English, the language of Shakespeare and the internet, is often touted for its flexibility and adaptability. But with great flexibility comes great inconsistency. Here are some ways the English language gleefully breaks its own rules, leaving both native speakers and new learners scratching their heads.
1. Tenses don’t respect times.
“So this guy walks into a bar …” We know a story is coming, and it’s clearly a story about something from the past—and yet, the word walks is in the present tense. This technique, known as the historical present, adds immediacy and drama to the narrative; it’s as if the storyteller is reliving the moment, pulling you into the scene. And let’s be clear: This isn’t ungrammatical. Tenses typically express the time of a situation, but tenses are grammatical and times are physical, and there’s no good reason to think they should always align.
In the sentence If it rained tomorrow, I would stay home, the past tense rained is used to refer to a future event. Instead of meaning “past time,” though, it means “I think this is pretty unlikely.” When your waiter at a nice restaurant asks you “Did you want to see the dessert menu?” (to which the answer is always “yes”), their question employs did, the past tense of do—but the waiter isn’t using past tense to ask about past time. Instead, the use of past tense implies a deference or social distance. Like words, tenses can have different meanings.

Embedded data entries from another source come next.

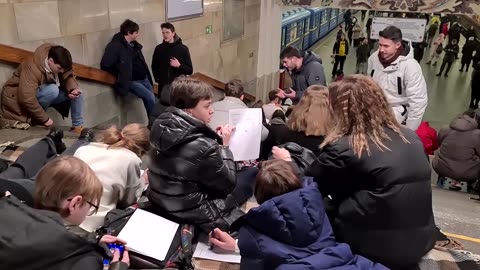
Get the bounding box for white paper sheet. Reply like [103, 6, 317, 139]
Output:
[193, 242, 241, 263]
[229, 108, 262, 161]
[118, 209, 178, 261]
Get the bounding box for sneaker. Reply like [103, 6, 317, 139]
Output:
[47, 127, 67, 154]
[70, 126, 83, 134]
[78, 128, 95, 142]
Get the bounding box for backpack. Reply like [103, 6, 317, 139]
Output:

2. Definites can be indefinite.
The word this is a definite determiner: It picks out referents that are specific and identifiable. If someone says “This is the right one,” they do so because they expect the listener to know which one they mean. But in the story that starts with this guy walks into a bar, this guy doesn’t necessarily refer to any person the speaker expects you to be able to identify. In fact, it might not even refer to any specific person; they could just as well have said “A man walks into a bar” using indefinite a. Once again, the grammatical form has diverged from the meaning.
This is true even of the. If David Attenborough says “The female harvest mouse is at home among the grass blades in a wild meadow,” the marks female harvest mouse as definite, but Attenborough doesn’t have a specific mouse in mind that he thinks we’ll recognize. He’s using the definite article indefinitely.
3. Dummy pronouns serve as subjects.
Personal pronouns usually “stand in” for a noun phrase. Instead of “Thank you for the use of your pen, I put your pen back,” we replace the second instance of your pen with it. Because of this, the personal pronouns—like you, she, him, their, and it—are also definite, like noun phrases with the or this. But in weather sentences like “it’s snowing” or “it’s sunny,” it doesn’t replace any noun phrase. What is the “it” that’s snowing? The sky? The clouds? Linguists this it a “dummy pronoun,” a placeholder that exists solely because English demands something in the subject position.
4. Objects can be “raised.”
On the surface, the sentences She persuaded them to try it and She intended them to try it seem pretty similar, but they differ in syntactic structure. In the former, them is the object of persuaded. In the latter, though, them is not the object of intended—at least, not really.
Stay with us here: If the first sentence is true, then they (whoever they are) were persuaded. But them isn’t the object of intend in the second sentence, so it would make no sense to say that “they were intended” because it was the outcome that was intended, not the people. That means we can rewrite the second sentence as “She intended that they try it.” The same isn’t true of the first sentence; we can’t rewrite it as “She persuaded that they try it” because it was the people who were persuaded.
Linguists call them in the second sentence a raised object. It’s the subject of they try it, but it’s been “raised” into the object position (and changed into the form we expect for an object: them) for a verb that rejects that kind of object.
5. Number agreement doesn’t always agree.
Even something as straightforward as subject-verb agreement can run into trouble. Usually, the verb in a present-tense sentence agrees with the number (singular or plural) of the subject. When the subject is a singular third-person noun phrase, then the verb takes an (e)s: so, “the mouse eats,” but “the mice eat.” This is also true when the subject is coordinated with and: “the male and female harvest mouse eat.”
Now consider the sentence Bacon and eggs is a common breakfast. The subject Bacon and eggs is also coordinated, so shouldn’t it be Bacon and eggs are? Not so fast. This is another form-meaning mismatch. Even though bacon and eggs is grammatically plural, it’s semantically singular: We conceptualize it as a single dish. Compare this with bacon and eggs are ingredients in a breakfast burrito, where one component of the dish is eggs and another is bacon.
The converse is seen in collective nouns such as the team, which (for some English speakers at least) is grammatically singular but semantically plural, leading to sentences like the team work well together.